Para Hamel, os últimos dois anos — mesmo com todos os desafios da covid-19 — mostraram o quanto as vacinas podem ser eficazes contra a malária. Os programas-piloto apoiados pela OMS para a vacina RTS,S ainda estão em andamento, apesar das interrupções nos sistemas locais de saúde causadas pela pandemia. Além disso, estudos mais amplos de programas de vacinação infantil na África mostraram que, entre famílias em que as crianças não dormem regularmente sob os mosquiteiros, cerca de 70% das crianças são vacinadas. Se uma vacina contra a malária fosse implementada em escala e administrada junto com outras vacinas pediátricas, um grande número de crianças que atualmente não têm acesso a outras intervenções contra a malária teriam pelo menos a proteção da vacina.
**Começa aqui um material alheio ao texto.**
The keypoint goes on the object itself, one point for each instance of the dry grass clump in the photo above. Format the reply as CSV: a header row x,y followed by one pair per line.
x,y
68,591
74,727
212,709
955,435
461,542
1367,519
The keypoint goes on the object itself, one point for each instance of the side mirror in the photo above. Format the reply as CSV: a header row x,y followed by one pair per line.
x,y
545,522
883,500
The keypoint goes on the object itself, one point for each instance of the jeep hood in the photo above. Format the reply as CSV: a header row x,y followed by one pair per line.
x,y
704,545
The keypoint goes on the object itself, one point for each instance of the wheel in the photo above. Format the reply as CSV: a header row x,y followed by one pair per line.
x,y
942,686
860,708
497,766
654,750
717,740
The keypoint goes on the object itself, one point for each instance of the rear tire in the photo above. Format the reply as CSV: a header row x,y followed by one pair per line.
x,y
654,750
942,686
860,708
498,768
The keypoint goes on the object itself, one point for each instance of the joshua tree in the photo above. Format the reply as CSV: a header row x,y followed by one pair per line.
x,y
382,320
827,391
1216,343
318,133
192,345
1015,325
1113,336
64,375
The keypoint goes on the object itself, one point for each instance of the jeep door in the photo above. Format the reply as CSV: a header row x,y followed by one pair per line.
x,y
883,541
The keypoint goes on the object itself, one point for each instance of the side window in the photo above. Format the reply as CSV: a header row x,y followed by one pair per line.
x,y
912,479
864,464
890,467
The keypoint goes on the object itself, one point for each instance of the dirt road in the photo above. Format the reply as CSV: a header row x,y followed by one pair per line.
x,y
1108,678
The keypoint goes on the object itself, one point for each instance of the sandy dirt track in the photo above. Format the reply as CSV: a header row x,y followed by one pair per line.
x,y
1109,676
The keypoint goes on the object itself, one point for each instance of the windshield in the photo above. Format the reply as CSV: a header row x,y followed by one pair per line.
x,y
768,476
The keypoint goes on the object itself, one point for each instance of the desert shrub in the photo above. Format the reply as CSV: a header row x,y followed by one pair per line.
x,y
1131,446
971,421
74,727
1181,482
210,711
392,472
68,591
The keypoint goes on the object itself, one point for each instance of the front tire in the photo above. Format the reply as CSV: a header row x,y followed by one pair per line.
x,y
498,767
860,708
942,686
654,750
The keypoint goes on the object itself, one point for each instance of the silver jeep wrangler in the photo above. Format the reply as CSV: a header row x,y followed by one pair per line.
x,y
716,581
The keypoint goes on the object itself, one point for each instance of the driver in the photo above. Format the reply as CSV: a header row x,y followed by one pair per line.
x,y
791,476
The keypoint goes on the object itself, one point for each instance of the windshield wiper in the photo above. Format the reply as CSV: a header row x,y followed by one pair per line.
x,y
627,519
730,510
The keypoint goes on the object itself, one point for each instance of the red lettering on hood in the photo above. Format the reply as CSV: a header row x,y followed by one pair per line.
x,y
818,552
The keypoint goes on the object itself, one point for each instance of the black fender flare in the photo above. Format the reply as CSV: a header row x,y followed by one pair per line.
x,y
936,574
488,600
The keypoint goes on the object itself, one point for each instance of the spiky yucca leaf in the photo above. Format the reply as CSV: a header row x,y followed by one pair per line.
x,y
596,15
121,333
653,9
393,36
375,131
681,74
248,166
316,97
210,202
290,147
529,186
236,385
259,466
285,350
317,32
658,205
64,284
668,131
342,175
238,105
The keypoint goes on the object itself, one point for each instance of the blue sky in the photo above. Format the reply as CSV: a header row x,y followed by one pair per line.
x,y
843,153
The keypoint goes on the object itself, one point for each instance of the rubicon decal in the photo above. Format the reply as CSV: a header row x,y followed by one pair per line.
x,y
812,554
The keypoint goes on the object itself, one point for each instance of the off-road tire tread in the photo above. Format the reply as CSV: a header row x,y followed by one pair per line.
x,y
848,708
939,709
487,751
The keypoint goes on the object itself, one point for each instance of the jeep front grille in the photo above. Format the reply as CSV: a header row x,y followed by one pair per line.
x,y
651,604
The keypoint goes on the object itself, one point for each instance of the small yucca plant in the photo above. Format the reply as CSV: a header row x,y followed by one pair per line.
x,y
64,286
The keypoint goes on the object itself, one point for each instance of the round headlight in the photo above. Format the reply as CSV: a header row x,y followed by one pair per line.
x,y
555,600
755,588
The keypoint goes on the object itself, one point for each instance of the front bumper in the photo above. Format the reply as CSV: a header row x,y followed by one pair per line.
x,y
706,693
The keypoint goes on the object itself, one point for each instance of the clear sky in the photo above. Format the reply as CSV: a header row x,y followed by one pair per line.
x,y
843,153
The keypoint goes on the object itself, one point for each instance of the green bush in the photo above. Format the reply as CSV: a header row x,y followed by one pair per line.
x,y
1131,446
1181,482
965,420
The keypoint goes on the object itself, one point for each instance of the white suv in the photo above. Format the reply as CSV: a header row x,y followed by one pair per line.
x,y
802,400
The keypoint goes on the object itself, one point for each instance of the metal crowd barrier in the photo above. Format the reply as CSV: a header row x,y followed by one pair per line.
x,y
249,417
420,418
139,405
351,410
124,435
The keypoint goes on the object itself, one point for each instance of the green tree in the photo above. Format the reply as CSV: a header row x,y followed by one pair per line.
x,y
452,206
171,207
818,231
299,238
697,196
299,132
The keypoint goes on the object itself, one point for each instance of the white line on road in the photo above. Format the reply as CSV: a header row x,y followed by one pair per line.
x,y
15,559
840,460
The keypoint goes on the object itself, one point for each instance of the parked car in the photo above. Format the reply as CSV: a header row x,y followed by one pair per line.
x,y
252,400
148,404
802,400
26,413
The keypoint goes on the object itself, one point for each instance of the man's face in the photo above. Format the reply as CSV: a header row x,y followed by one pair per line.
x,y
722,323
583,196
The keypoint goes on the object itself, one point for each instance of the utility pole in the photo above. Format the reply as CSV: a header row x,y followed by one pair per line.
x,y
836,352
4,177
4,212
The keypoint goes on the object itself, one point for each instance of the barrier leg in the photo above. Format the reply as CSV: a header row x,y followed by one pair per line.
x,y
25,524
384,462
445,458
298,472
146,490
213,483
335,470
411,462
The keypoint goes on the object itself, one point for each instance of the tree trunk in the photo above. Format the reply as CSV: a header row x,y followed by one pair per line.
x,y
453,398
A covid-19 também destacou quanto progresso pode ser feito quando a comunidade global age com urgência para lidar com uma crise de saúde. Hamel deseja que o senso de urgência — e os fundos resultantes e apoio logístico — também existam para a malária. “Acredito que o maior obstáculo seja a complacência”, conclui ela. “Se fosse a primeira vez que houve 265 mil mortes de crianças de até 5 anos por malária durante um ano, consideraríamos uma emergência e lidaríamos de acordo. Mas ficamos acostumados com isso.”